L. longiflorun is native to southern Japan with a hardiness zone of 7. Low temperatures there range from 0 to 10 degrees Fahrenheit but frozen ground may not be an annual event. This morning found our ground near the house foundation still soft and unfrozen. Bulbs do need a cold period before warmth triggers growth. We do not know if our unusually warm fall has provided an adequate chill for the bulbs pulled today. Three more pots remain in the ground. They will be pulled later following an as yet undefined schedule. The pros have kept their planting stock under mechanical refrigeration and know the exact amount of chill needed to insure growth.
Our attempts to grow these tender lilies in the garden have revealed certain growth changes in response to our zone 4 cold.
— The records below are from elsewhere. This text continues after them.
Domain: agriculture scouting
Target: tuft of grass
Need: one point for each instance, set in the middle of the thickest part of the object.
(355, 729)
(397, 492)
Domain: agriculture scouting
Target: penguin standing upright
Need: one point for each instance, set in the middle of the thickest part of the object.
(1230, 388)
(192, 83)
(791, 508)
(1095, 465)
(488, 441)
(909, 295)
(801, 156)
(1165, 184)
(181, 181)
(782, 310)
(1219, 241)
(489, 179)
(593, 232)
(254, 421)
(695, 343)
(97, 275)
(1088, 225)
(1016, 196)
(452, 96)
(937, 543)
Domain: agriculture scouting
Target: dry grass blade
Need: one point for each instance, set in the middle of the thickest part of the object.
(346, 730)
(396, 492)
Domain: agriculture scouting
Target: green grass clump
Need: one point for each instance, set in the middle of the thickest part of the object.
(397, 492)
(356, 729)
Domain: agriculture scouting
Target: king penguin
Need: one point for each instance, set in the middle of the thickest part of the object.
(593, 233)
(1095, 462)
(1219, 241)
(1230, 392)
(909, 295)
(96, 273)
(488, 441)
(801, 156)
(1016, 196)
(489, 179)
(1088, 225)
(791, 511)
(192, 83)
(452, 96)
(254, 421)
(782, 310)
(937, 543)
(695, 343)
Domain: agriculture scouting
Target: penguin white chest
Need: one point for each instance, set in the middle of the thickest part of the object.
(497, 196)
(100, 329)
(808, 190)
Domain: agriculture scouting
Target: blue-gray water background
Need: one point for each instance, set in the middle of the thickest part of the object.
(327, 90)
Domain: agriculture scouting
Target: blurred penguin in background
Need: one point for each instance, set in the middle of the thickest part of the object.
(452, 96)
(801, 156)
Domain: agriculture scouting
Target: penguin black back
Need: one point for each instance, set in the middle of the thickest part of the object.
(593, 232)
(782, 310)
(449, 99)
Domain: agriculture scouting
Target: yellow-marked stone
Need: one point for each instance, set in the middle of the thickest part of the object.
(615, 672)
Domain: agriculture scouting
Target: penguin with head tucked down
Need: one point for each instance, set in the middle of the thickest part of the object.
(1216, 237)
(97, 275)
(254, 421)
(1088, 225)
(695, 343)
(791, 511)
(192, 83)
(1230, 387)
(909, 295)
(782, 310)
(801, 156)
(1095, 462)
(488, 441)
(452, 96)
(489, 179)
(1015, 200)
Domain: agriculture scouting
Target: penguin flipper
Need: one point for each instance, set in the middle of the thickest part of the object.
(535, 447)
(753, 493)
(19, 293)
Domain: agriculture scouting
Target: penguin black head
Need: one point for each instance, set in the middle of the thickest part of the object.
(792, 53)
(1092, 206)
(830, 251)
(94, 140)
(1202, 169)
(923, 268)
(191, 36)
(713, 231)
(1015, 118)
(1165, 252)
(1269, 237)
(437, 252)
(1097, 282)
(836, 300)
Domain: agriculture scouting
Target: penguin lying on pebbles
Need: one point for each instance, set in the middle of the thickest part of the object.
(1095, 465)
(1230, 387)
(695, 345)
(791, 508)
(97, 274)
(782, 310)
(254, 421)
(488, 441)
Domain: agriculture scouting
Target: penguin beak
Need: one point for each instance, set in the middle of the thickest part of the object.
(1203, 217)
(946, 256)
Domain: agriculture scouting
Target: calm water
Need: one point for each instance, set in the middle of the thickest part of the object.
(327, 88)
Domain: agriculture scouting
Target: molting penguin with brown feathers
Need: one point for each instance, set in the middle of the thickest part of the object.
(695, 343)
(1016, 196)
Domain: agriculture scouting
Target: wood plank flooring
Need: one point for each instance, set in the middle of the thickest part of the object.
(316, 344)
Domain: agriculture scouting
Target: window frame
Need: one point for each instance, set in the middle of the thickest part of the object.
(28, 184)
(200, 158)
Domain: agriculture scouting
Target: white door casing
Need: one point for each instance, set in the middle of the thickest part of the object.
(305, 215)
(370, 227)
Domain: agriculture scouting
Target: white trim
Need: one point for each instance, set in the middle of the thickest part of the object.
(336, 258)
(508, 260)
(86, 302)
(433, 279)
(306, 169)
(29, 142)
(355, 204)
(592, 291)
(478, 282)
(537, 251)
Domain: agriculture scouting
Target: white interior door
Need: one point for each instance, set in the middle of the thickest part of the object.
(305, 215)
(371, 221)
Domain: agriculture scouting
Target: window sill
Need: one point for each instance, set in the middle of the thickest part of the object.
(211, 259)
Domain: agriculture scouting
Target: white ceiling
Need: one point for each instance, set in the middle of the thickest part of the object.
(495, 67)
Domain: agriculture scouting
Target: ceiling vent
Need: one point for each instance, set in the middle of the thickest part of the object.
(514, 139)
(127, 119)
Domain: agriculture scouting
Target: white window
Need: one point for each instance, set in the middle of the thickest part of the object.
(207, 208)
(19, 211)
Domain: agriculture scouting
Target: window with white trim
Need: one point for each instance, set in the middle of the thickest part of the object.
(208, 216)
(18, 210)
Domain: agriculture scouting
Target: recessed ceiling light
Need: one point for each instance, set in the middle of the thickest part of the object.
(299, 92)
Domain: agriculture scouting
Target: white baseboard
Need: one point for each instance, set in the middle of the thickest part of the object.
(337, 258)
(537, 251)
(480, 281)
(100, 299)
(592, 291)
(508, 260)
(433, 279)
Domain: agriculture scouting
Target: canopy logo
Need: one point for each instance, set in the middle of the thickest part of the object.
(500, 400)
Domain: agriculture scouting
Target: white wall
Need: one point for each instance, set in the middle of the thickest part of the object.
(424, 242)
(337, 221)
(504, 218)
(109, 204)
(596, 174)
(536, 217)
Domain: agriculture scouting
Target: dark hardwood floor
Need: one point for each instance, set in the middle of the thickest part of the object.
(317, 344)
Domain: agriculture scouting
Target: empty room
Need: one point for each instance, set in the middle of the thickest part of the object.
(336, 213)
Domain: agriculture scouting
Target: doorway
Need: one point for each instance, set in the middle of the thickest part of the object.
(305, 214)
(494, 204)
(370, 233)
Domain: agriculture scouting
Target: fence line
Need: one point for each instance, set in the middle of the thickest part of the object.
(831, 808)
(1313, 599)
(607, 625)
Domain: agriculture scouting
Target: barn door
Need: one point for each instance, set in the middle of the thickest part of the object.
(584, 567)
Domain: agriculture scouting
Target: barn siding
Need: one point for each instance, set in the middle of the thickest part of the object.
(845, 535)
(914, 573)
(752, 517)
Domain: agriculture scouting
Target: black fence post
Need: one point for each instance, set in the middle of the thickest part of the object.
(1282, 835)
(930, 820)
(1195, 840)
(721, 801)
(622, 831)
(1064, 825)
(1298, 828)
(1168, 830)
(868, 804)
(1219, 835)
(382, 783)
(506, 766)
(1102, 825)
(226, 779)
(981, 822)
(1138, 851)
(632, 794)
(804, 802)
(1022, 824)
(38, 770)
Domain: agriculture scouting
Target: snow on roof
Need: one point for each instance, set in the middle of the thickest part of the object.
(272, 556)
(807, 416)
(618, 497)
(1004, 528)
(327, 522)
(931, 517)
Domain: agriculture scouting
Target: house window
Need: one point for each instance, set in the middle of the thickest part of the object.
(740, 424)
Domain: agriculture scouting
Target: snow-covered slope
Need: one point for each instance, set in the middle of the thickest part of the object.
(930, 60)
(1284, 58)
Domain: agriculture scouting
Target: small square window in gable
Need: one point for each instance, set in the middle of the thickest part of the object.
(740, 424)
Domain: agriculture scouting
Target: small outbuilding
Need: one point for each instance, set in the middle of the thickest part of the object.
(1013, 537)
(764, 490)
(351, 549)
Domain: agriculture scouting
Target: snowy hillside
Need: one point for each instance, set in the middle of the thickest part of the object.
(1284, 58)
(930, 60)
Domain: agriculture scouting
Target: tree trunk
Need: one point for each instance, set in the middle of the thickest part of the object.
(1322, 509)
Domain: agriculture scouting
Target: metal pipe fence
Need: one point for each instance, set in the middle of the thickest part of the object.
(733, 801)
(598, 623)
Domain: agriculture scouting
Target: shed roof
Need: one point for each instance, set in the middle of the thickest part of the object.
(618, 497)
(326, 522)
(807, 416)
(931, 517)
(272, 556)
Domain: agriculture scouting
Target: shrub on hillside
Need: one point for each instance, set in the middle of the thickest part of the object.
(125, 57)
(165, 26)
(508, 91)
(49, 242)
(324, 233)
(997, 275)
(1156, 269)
Most obvious is the squat appearance of plants left outside. Full sized single flowers atop six inches of stem look comical. Warmer temperatures seem necessary for full sized leaves and stems. Our cold seems to encourage the formation of many new small bulbs. We cannot begin to manage the huge number of usable bulbs produced each year.
The pot pulled today was placed on the basement floor near an outside wall. If growth appears, the lily will be moved to the relative warmth of our bedroom and placed near a south facing window. Our 2013 garden is underway and we will work toward flowering plants and try to learn the cause of less than complete success.